Il tord, perce le cuir, et créer des pièces uniques. Des gestes lents, empreints d’une longue passion du bel ouvrage : « Il faut des aptitudes manuelles, du soin esthétique, et toujours penser qu’on travaille autant pour le confort du cavalier que pour celui du cheval », observe Michel Charrier, sellier-harnacheur au Haras de la Vendée, à La Roche-sur-Yon, depuis 35 ans.
Point d’appui de l’élevage local, à son apogée le haras accueillait plus de 200 étalons. À l’intérieur de cette vénérable institution : la sellerie. Orgueil du haras yonnais, cette spécialité locale fait l’envie et l’admiration des connaisseurs. C’est là qu’on coud, qu’on pique les plus belles selles et les plus beaux harnais. « Un vrai savoir-faire pour une production spécifique dédiée à des chevaux et des attelages d’exceptions. Le Made in Haras ! », défend fièrement le sellier. « Nous sommes aussi un centre de formation. » Aujourd’hui, en Vendée, ils ne sont qu’une poignée à pratiquer ce métier. « Cinq ou six, et pour certains formés ici. »
La morphologie de l’animal
Durant des années, la sellerie yonnaise a fourni des harnachements des haras nationaux, pour différentes races, les chevaux légers (poney, arabe, anglo-arabe, selle français, pur sang anglais) ou lourds (percheron, trait breton, cob, boulonnais…). « Lorsque l’on fabrique un licol, ou des rênes, il faut savoir ce qui va en être fait.

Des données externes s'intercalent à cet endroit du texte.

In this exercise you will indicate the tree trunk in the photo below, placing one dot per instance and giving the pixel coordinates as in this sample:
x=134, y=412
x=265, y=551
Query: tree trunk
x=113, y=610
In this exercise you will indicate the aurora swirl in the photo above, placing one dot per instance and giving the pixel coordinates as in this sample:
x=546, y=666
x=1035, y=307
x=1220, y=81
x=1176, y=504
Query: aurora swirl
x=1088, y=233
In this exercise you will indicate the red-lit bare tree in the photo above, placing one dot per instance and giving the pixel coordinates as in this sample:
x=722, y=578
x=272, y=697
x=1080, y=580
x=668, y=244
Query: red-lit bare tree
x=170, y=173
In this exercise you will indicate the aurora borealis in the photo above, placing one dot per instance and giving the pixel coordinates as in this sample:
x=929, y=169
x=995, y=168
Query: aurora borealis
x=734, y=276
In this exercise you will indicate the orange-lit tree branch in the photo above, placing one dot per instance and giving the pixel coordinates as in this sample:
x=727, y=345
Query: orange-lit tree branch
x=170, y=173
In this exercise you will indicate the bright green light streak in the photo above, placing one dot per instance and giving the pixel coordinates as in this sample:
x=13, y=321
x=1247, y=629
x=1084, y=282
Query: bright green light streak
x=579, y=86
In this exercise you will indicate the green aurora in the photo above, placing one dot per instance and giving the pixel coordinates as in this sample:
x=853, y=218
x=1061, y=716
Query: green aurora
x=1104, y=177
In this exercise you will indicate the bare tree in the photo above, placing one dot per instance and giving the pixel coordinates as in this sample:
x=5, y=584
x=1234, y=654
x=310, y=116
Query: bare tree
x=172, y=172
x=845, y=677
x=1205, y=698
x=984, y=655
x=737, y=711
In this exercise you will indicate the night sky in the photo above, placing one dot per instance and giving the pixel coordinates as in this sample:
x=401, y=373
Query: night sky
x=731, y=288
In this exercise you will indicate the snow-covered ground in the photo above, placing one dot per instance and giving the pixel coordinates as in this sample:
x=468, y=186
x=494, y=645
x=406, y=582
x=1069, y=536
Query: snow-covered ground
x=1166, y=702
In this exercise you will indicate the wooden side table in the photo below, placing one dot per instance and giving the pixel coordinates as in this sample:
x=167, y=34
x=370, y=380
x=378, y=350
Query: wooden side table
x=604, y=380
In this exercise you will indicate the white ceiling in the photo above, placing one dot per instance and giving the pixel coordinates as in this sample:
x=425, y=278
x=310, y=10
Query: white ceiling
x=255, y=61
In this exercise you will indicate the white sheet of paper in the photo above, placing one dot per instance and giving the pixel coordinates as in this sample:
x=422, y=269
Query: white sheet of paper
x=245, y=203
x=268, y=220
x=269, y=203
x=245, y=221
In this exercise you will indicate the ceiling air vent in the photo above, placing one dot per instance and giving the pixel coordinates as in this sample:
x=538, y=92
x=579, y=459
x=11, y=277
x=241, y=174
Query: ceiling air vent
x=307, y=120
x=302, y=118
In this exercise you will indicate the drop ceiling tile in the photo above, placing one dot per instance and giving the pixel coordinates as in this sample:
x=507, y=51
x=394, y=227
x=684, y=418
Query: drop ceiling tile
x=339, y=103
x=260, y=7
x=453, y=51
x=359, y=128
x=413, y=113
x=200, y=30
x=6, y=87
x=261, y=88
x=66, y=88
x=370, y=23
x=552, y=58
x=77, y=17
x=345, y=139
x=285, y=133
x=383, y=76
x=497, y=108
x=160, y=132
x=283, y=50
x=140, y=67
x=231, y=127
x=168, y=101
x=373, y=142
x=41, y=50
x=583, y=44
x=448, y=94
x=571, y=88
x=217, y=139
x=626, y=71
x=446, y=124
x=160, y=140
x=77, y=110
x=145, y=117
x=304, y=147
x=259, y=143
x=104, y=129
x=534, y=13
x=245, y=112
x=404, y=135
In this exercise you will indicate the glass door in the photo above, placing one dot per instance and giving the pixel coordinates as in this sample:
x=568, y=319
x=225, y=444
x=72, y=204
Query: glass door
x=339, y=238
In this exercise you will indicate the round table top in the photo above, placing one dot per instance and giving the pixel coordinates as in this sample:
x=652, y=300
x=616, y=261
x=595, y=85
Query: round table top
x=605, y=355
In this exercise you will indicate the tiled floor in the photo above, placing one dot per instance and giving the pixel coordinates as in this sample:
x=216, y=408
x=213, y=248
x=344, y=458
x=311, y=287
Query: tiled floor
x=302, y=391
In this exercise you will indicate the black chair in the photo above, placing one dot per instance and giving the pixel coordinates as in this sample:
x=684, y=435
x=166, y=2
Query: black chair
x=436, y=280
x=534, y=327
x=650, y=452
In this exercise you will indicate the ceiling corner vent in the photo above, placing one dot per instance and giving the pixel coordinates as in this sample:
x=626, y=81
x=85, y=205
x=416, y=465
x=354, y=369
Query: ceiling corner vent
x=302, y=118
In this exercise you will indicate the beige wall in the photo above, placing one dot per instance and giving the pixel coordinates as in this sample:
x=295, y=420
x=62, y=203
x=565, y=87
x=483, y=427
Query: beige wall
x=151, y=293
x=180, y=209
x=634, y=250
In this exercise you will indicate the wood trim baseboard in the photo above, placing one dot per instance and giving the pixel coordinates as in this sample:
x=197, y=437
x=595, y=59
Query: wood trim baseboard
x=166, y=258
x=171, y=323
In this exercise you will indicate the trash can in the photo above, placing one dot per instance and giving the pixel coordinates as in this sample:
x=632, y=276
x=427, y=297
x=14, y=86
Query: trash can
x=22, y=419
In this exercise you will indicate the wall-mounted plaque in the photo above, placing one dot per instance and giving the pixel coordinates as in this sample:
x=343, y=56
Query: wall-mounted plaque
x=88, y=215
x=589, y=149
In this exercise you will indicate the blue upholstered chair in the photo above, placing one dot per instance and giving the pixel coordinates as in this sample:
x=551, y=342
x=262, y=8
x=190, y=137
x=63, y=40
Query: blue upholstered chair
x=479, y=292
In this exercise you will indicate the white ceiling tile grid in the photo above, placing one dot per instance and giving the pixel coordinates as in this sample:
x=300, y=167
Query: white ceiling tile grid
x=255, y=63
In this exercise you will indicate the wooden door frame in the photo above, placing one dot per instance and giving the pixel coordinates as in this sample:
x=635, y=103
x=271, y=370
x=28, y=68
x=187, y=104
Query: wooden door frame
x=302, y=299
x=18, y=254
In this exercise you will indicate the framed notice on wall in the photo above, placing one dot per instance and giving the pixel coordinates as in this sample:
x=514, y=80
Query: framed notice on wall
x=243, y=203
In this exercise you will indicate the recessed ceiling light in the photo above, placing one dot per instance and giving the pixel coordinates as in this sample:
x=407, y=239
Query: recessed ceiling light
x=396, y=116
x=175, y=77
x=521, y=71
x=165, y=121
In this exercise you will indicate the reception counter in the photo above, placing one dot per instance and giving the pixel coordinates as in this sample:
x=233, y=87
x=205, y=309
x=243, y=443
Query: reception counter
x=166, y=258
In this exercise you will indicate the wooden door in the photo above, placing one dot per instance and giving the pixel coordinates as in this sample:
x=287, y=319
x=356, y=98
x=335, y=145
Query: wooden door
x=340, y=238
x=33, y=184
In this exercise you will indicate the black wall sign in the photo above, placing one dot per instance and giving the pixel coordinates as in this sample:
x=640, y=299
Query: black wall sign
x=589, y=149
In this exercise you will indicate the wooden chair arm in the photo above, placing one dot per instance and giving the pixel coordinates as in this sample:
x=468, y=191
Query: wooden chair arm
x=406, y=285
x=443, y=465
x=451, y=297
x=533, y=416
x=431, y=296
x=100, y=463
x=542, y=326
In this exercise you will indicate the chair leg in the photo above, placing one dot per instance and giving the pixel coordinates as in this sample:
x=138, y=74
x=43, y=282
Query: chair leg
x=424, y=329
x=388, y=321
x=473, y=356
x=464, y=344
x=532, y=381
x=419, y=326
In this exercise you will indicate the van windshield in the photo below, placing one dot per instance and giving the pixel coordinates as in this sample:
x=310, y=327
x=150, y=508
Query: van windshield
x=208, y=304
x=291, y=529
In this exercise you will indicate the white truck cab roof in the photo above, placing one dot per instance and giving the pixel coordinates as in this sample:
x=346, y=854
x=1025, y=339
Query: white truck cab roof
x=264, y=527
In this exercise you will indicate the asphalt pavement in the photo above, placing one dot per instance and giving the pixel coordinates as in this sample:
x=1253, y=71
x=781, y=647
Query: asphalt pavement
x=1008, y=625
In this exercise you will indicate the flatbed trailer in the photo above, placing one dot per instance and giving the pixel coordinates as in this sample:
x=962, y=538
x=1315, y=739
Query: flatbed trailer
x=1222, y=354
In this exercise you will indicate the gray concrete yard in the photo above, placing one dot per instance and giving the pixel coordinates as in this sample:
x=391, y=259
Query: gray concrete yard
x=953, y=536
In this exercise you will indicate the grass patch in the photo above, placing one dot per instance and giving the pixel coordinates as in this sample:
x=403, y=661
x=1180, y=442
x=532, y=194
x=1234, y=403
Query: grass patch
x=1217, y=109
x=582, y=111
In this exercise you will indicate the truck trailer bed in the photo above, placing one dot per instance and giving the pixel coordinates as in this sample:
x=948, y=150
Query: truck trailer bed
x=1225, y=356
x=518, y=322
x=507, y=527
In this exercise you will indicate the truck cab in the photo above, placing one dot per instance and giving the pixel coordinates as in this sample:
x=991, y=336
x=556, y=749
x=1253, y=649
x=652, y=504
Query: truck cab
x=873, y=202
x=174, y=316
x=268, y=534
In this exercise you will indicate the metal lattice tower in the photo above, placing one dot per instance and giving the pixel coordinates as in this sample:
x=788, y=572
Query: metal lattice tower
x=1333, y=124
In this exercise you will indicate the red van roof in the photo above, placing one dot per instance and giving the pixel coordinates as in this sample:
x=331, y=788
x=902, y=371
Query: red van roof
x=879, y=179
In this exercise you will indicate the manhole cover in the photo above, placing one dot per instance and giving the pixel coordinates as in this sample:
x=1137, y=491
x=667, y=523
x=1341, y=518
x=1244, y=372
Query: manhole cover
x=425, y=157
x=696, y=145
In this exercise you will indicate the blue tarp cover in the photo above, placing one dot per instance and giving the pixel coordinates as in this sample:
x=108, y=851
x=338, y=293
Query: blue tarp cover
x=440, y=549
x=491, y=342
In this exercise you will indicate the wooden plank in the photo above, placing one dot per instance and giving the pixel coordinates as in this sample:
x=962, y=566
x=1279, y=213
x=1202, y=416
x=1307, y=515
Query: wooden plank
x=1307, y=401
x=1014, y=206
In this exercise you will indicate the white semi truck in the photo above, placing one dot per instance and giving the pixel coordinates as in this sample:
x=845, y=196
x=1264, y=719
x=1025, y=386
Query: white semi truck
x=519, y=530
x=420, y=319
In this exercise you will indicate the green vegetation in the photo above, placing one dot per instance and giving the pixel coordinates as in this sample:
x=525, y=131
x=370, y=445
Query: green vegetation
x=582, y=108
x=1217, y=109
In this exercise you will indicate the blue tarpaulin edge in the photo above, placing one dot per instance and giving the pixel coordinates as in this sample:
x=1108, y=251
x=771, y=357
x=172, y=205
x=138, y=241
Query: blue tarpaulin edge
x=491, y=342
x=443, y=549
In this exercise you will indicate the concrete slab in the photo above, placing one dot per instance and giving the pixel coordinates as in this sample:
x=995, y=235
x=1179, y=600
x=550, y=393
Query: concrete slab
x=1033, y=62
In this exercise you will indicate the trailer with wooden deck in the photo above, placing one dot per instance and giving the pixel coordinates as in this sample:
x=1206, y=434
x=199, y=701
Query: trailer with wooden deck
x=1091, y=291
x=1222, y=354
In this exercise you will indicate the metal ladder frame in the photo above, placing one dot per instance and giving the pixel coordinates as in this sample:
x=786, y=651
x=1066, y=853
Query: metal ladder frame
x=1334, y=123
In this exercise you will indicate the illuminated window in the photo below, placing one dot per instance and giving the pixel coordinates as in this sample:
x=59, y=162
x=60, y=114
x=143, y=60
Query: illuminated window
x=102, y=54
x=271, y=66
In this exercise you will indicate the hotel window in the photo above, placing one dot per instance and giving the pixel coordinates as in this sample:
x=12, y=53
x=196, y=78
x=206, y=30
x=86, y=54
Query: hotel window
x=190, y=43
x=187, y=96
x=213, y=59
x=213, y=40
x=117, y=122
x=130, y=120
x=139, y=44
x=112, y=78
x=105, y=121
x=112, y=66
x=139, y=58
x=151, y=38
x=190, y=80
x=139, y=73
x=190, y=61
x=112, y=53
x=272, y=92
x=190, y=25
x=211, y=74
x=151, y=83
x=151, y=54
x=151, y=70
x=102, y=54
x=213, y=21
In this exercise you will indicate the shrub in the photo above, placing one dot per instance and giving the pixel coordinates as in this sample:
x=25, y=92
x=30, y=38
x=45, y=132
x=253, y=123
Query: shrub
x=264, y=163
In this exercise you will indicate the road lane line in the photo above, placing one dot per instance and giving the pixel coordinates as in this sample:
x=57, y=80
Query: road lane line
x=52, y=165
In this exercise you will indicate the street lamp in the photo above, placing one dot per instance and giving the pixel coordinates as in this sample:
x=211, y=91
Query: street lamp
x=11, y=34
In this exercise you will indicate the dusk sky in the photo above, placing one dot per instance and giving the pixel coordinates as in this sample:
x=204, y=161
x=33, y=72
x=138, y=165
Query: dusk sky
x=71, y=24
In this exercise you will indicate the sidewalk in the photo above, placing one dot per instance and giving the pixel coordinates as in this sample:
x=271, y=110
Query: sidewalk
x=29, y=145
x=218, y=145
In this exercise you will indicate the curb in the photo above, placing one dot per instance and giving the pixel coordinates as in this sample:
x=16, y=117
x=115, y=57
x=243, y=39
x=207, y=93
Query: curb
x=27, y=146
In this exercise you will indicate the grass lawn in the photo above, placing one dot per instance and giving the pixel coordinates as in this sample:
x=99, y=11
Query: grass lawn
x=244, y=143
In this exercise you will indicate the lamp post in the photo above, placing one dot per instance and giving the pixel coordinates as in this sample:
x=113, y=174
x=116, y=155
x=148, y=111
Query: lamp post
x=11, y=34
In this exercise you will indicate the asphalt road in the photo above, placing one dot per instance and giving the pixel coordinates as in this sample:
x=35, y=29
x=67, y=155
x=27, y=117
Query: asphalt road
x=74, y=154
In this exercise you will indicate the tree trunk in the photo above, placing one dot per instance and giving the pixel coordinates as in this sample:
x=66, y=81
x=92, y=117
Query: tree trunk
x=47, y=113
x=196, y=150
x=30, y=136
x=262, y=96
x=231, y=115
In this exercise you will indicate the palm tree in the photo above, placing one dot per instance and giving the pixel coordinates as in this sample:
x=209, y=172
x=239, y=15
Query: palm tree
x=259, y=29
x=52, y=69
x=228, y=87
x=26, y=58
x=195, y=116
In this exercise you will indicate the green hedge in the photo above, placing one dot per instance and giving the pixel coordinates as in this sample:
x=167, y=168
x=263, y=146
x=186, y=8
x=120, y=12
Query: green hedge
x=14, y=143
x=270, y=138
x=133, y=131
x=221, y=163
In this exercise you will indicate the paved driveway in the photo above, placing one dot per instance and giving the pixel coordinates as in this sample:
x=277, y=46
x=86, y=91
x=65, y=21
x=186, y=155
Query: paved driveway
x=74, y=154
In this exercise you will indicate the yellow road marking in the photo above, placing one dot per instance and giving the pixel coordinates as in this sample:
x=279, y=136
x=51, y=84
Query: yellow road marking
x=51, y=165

Il faut une connaissance de la morphologie de l’animal mais aussi de l’utilisation du produit. C’est primordial. »
Pour cela il s’aide d’outils par dizaines : des fers à bout, des emporte-pièces de toutes tailles pour faire passer les aiguilles de coutures… Selles, longes, sangles… tout est réalisé manuellement dans son atelier.
Depuis une trentaine d’années, tout comme l’équitation, son métier s’est féminisé. « Nous formons de nombreuses jeunes femmes, qui pour certaines reprendront le métier, et pour d’autres, travailleront le cuir sous d’autres formes. » La maréchalerie, elle aussi, se féminise. À Challans, Marine Rivallin en est l’exemple.
À 26 ans, Marine Rivalin s’est installée depuis moins d’un an. Depuis son plus jeune âge, elle côtoie les chevaux. Au point d’en avoir fait son métier : la jeune maréchale-ferrante se déplace dans les clubs, les haras, mais aussi chez des particuliers. « Je travaille principalement sur des chevaux de sport ou de loisir. »
Corriger des problèmes d’aplomb ou de boiterie
En Vendée, elles sont deux professionnelles pour une vingtaine de maréchaux-ferrants. « On a l’image d’un vieux métier. Mais tous nos outils ne cessent d’évoluer, tout est de plus en plus léger, on reste à la pointe des nouvelles technologies. »
Le temps où les propriétaires amenaient leurs chevaux au maréchal-ferrant du village est bien révolu. De son fourgon aménagé, Marine sort sa forge, frappe le fer et l’appose sur le sabot. Pour des poneys ou des chevaux, Marine visite deux à trois propriétaires par jour. « L’été, on referre les chevaux en moyenne toutes cinq à six semaines et l’hiver on pousse à huit. Pour changer quatre fers, il faut compter 90 et 95 € TTC. »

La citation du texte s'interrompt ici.